Genomics and Computational Techniques Facilitate Understanding Antimalarial Drug Mechanisms of Action and Mechanisms of Resistance

Malaria mortality has decreased substantially since 2000, largely due to the success of artemisinin combination therapies (ACTs). However, these gains are threatened by the emergence of artemisinin resistance in Southeast Asia. If artemisinin resistance spreads from Southeast Asia to Africa, as has happened for other drugs, malaria deaths due to Plasmodium falciparum would increase dramatically. There is an urgent need to develop new classes of effective antimalarial drugs and to extend the effectiveness of ACTs.
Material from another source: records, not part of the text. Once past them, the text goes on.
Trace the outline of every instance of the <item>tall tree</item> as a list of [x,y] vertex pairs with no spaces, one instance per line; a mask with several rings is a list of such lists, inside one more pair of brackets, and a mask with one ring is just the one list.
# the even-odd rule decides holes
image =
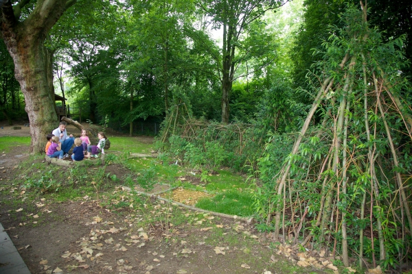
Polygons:
[[[16,110],[16,99],[19,100],[20,88],[14,78],[14,65],[5,45],[0,40],[0,111],[12,125],[12,112]],[[17,101],[19,103],[19,101]]]
[[[222,123],[229,123],[229,97],[237,66],[242,58],[236,58],[236,50],[242,47],[242,36],[252,23],[268,10],[279,7],[282,0],[207,0],[198,5],[211,18],[216,29],[222,28],[222,59],[220,64],[222,83]],[[245,45],[244,46],[247,46]],[[245,49],[243,48],[244,50]]]
[[[58,121],[54,108],[52,54],[47,33],[76,0],[9,0],[1,9],[1,34],[14,63],[30,122],[30,151],[43,151],[44,136]],[[23,16],[24,14],[24,16]]]

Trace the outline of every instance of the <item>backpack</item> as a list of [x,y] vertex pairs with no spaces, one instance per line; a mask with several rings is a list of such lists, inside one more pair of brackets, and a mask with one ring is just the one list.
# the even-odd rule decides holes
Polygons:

Historically, ACTs contain partner drugs with a long metabolic half-life to counteract the rapid metabolism of artemisinin. Ideally, partner drugs in combination therapies should act synergistically, targeting different pathways. This requires knowledge of drug mechanism of action (MoA) and mechanism of resistance (MoR), which may not be related to MoA. Unfortunately, MoA and MoR are difficult to determine for large numbers of drugs using standard methods. Understanding MoA and MoR for artemisinin and candidate drugs will enhance our ability to rationally identify optimal ACT partner drugs to overcome existing resistance and to buy time to allow new drugs to progress through the drug development pipeline.
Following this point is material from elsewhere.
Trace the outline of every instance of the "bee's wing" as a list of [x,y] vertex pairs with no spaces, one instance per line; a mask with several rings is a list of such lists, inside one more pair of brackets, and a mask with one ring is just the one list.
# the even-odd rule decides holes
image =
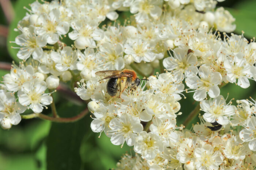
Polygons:
[[102,78],[101,80],[99,80],[98,81],[101,81],[103,80],[108,79],[108,78],[115,78],[117,77],[129,77],[132,76],[132,75],[130,74],[121,72],[120,73],[118,73],[117,74],[114,74],[111,75],[110,76],[107,76],[104,78]]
Transcription profiling and chemogenomic profiling are ideal for quickly evaluating MoA of many compounds. Chemogenomic profiling is a powerful tool for determining drug MoA by comparing profiles of susceptibilities to a panel of drugs in a collection of mutant lines representing a wide range of disrupted genes. In our studies, artemisinin functional activity was linked to signal transduction and cell cycle regulation pathways. Transcription profiling of Plasmodium parasites perturbed briefly with sub-lethal concentrations of drug can be used to generate a drug pathway fingerprint to infer MoA. Transcriptional signatures of artemisinin resistance can be used to predict novel partner drugs for ACTs to treat artemisinin resistant infections.
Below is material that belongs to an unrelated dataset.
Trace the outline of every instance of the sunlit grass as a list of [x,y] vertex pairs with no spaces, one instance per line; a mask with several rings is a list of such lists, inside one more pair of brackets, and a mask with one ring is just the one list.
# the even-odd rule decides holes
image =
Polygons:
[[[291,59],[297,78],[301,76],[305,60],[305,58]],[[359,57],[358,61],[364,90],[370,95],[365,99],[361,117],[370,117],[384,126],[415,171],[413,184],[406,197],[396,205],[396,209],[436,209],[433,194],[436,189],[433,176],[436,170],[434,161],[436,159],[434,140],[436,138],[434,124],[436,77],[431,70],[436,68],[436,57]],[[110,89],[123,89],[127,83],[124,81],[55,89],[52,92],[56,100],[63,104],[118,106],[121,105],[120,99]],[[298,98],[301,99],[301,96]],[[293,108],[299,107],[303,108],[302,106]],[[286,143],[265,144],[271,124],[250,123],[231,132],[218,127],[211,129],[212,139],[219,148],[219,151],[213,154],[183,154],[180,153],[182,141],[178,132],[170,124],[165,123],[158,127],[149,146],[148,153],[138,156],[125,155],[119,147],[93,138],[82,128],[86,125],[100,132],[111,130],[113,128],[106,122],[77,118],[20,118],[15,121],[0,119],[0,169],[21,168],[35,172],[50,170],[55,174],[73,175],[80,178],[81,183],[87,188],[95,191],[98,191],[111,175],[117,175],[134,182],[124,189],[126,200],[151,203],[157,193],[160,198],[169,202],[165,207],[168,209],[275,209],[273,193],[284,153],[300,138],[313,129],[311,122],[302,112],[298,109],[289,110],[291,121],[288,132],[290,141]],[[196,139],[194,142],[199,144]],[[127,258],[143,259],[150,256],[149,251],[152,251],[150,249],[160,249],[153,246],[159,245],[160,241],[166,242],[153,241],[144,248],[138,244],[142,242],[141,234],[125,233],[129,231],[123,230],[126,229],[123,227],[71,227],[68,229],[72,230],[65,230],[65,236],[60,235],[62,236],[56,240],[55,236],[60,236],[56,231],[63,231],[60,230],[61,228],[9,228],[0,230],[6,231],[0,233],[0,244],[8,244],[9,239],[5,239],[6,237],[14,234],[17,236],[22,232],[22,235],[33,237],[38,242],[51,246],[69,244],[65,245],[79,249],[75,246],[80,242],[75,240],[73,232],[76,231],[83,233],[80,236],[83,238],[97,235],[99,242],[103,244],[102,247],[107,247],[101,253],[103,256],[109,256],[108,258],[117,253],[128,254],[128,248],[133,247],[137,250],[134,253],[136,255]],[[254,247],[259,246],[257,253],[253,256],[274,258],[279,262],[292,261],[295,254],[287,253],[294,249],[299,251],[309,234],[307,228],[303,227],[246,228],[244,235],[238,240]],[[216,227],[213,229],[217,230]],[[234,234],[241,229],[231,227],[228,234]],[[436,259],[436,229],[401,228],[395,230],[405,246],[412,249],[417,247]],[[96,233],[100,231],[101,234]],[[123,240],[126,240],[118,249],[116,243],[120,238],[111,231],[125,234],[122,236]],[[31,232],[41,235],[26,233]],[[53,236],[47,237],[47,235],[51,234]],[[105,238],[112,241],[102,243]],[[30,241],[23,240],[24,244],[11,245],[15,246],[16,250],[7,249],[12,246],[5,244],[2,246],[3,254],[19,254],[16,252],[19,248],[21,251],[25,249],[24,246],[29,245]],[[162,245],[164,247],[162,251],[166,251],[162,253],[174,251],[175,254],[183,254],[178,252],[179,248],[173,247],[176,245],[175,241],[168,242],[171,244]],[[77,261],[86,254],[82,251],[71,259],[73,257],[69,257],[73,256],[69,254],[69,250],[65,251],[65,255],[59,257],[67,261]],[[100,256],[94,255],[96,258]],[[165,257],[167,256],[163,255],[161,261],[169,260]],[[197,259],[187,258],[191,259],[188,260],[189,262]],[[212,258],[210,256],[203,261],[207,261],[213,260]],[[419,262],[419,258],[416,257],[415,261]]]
Artemisinin MoR is not fully understood. Pathway-based networks analysis of genomic variation data and gene expression data from published studies of artemisinin resistance can provide a more complete understanding of the mechanism underlying artemisinin resistance. Understanding MoA for drug candidates, along with a thorough understanding of artemisinin MoR would enhance efforts to design new combination therapies that can circumvent artemisinin resistance.